‘No re-entry for ex-promoters in bankrupt firms’
The amendments in the IBBI regulations will prevent backdoor entry of former promoters in companies under liquidation by covering the “loopholes” in the law and are in line with the objective of the Insolvency and Bankruptcy Code (IBC), experts said.
By : migrator
Update: 2020-01-12 21:52 GMT
New Delhi
The Insolvency and Bankruptcy Board of India (IBBI) has amended the Insolvency and Bankruptcy Board of India (Insolvency Resolution Process for Corporate Persons) Regulations, 2016 and the Insolvency and Bankruptcy Board of India (Liquidation Process) Regulations, 2016. Under the amendments introduced to liquidation regulations, persons who were ineligible are now barred from being part of any compromise or arrangement at the stage of liquidation. Furthermore, a secured creditor who chooses to sell secured assets independently also cannot sell the same to a person who is ineligible under the IBC.

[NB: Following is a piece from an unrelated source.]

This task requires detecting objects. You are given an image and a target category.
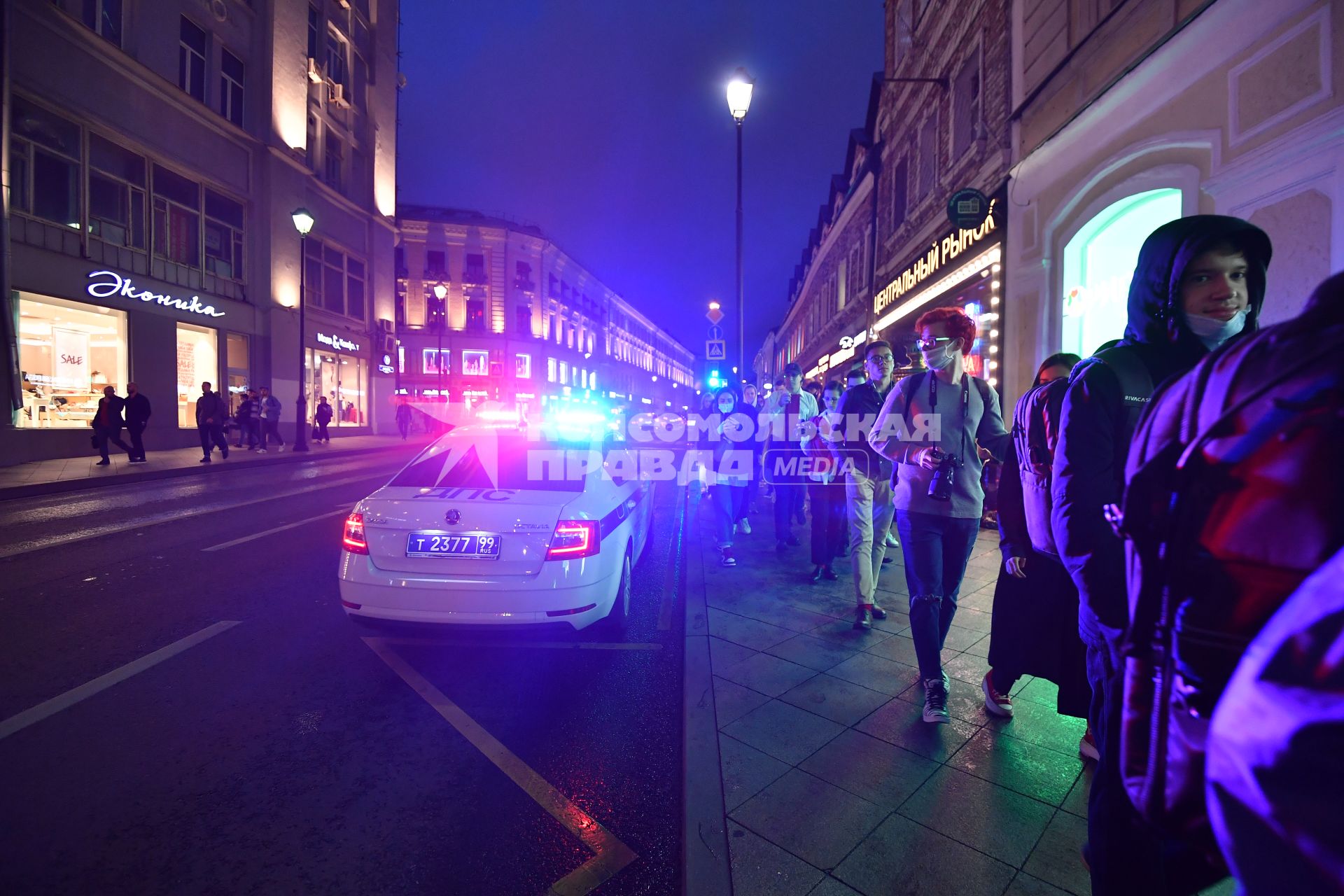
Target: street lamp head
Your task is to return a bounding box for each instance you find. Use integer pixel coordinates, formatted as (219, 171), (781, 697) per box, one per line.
(289, 208), (313, 237)
(729, 66), (755, 122)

“This has been introduced to overrule the decisions passed by some NCLTs, whereby it was held that no bar operated on the sale of secured assets to the ex-promoters of the Corporate Debtor, if such sale is carried out by a secured creditor under Section 52 of the IBC,” said Punit Dutt Tyagi, Executive Partner, Lakshmikumaran and Sridharan Attorneys.
Rachit Sharma, DGM, Taxmann said the new amendment to IBC norms restricts secured creditors from selling or transferring assets of a liquidating - company to any person who is not eligible to submit an insolvency resolution plan.